危険物

危険物って?
消防法で定める危険物

 日常呼ばれている「危険物」には,「毒物」や「劇物」あるいは「高圧ガス」などがありますが,それらの危険性や状態に応じて,それぞれの法令が定められています。

 消防法で定める危険物とは,取り扱いを誤ると火災を引き起こす性質があり,20℃,1気圧の環境で液体又は固体の状態にある化学物質です。
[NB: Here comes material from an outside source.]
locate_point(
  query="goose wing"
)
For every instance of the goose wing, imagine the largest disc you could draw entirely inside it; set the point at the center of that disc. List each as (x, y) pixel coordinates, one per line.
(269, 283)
(都市ガス,LPGやアセチレンガス等の気体は該当しません)

 消防法では,危険物の性質に応じて,下の表のとおり第1類から第6類の6種類に分類して規制しています。

                                  
性質 概要 物質例
第1類 酸化性固体 可燃物を激しく燃焼させる固体 塩素酸ナトリウム
硝酸カリウム
第2類 可燃性固体 着火又は引火しやすい固体 硫黄
マグネシウム
第3類 自然発火性
禁水性物質
空気又は水と接触して発火又は可燃性ガスを発生させる固体又は液体 ナトリウム
アルキルリチウム
第4類 引火性液体 引火しやすい液体 ガソリン
メタノール
第5類 自己反応性物質 加熱,衝撃により,爆発的に燃焼する固体又は液体 ニトロ化合物
アゾ化合物
第6類 酸化性液体 可燃物を激しく燃焼させる液体 硝酸
過酸化水素

 私たちに身近なものとしては,ガソリン,灯油,軽油,重油(いずれも第4類,引火性液体)などがあります。

 その他にもシンナーや塗料,マニキュア,着火剤などは,消防法で定める危険物に該当するものがあります。


危険物の貯蔵・取扱いの注意事項
取り扱い時の注意

 危険物の中には,かなり低温でも可燃性蒸気を発生するものがあります。

 危険物を取り扱う時は,周囲で火気を取り扱っていないか確認しましょう。



天ぷらを揚げるときはその場を離れない

 天ぷら鍋による火災は,依然としてあとを断ちません。

 天ぷらを揚げるときは,その場を離れないように注意しましょう。



給油中はエンジン停止

 自動車にガソリンを給油するときは,エンジンを停止しましょう。

 給油中のくわえタバコやライターの使用はもっての外です。

 また,最近セルフスタンドで,静電気による火災が発生しています。セルフスタンドでは,車のドアなどの金属部に触れ,静電気を除電してから給油しましょう。



ストーブ燃料補給時の注意事項

 ストーブの燃料補給は,次の点に注意してください。



ゼリー状の着火剤

 アウトドアブームが高まる中,メタノールを主成分とするゼリー状の着火剤による事故が発生しています。

 つぎたしによる引火・爆発事故,キャップを開けたまま放置したため引火・爆発した事故など,原因は様々です。

 着火剤を使用の際は,(1)一度火をつけたらつぎたししない,(2)子供の近くで使用しない,(3)水バケツや湿らせた布などを用意しておくなどの対策をしておきましょう。